E um dia, após longo sono,
ei-los reencarnados nas experiências em comum, ligados agora por laços de consanguinidade.
Ontem inimigos, hoje irmãos.
Ontem verdugo e vítima, hoje pai
e filho.
Ontem obsessor e obsidiado, hoje
marido e mulher.
Assim a Justiça Divina exige a
reparação.
Assim a Divina Misericórdia
promove a reconciliação.
Assim a Sabedoria do Eterno
transforma o ódio em amor.
É uma metamorfose difícil,
sofrida, porquanto, embora as bênçãos do esquecimento e os elos familiares,
eles conservam, inconscientemente, indelével ressentimento.

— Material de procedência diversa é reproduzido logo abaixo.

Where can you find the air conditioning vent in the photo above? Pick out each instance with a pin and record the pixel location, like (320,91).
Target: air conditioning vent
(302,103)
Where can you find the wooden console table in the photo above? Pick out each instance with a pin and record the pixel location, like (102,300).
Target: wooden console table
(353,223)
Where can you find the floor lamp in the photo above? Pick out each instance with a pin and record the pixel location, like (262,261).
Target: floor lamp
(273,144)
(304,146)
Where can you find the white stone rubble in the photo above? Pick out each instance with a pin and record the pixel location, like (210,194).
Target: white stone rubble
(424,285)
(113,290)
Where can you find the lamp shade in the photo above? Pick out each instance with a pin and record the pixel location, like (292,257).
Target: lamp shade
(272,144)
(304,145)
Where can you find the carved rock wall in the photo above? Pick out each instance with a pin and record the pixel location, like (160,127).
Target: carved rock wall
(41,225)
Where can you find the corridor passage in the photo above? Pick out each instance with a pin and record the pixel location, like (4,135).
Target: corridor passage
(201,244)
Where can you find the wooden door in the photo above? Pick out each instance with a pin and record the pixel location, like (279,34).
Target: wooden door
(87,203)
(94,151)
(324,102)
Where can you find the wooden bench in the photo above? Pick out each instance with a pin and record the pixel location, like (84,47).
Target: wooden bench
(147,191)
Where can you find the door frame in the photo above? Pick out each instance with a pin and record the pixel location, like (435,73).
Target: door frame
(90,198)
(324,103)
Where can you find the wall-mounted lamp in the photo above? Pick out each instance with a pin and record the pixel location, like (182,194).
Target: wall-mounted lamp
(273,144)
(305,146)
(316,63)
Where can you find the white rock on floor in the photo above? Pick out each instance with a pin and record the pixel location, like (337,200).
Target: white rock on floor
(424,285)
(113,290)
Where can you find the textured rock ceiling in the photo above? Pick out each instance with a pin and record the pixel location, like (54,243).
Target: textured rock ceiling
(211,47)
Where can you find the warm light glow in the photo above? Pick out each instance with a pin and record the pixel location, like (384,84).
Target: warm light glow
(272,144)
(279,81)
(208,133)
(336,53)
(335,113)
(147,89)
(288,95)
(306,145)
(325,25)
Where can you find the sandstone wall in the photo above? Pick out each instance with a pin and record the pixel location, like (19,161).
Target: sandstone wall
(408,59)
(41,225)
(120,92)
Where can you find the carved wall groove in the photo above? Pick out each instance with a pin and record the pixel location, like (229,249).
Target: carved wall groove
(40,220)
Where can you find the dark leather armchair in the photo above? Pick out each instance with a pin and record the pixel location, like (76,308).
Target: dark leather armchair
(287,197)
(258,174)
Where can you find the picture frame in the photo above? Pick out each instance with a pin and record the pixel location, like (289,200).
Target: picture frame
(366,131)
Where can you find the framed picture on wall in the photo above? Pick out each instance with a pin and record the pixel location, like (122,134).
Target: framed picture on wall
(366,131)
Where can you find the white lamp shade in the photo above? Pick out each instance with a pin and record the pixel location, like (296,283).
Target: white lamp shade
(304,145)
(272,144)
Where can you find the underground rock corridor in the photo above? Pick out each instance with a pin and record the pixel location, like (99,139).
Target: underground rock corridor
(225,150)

Daí a ausência de afinidade, a
dificuldade de relacionamento, a mágoa indefinível, a animosidade e, não raro,
a aversão que experimentam entre si.
Para os mais esclarecidos isso
tudo é motivo de aflitivos padecimentos, em duras experiências que somente à
custa de abnegação e sacrifício poderão vencer.
É como se enxergasse nele um
velho perseguidor disfarçado, uma ameaça.
A convivência com
minha mãe é complicada.
Nutro por ela sentimentos contraditórios de amor filial e
rancor figadal que revolve minhas entranhas.
Brigamos eu e meu
irmão como gato e cachorro. Quando adolescentes era até natural.

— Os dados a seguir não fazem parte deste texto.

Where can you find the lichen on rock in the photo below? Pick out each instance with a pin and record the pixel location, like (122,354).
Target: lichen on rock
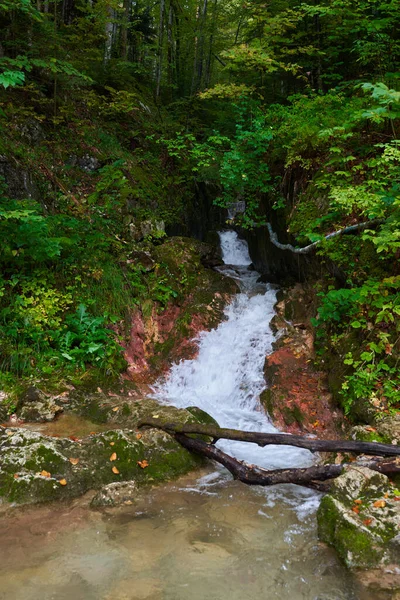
(39,468)
(360,518)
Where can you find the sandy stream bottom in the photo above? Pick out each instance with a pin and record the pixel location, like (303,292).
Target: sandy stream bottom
(204,537)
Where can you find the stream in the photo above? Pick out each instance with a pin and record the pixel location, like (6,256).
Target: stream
(205,536)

Agora que somos adultos é inexplicável. Ao menor
desentendimento sinto-me possuído de ódio por ele, tentado a ofendê-lo e
agredi-lo.
Até hoje não sei
como casei com minha mulher. Uma atração física irresistível talvez, mas foi
só. Passado o fogo da paixão, resta invencível animosidade. Simplesmente não
nos entendemos.
Vivemos às turras, com intermináveis cobranças. Uma
situação insustentável.
Amo extremadamente
meu filho mais novo.
Quanto ao mais velho, não há nenhuma afinidade entre nós.
Ele me desrespeita e eu não consigo ser carinhosa com ele. Há momentos em que
me parece um estranho. É recíproco. Ele simplesmente me ignora.
Parece sadismo de Deus promover
esses “desencontros” no lar para que as pessoas vivam a brigar.
Tais problemas, entretanto,
relacionam se muito mais com a ausência de compreensão, tolerância e respeito
no presente e muito menos à presença de inimigos do passado.
Embora se trate de uma situação
desconfortável e complicada, é preciso lutar pelo pleno aproveitamento da
experiência. Não podemos perder a oportunidade de corrigir os desvios de ontem,
habilitando-nos a transitar amanhã com maior conforto e segurança pelos
caminhos da Vida.
Imperioso não esquecer, em
relação aos nossos desafetos do pretérito, transvestidos possivelmente em
familiares de convivência difícil, que as lições serão repetidas tantas vezes
quantas forem necessárias, até aprendermos todos que somos irmãos.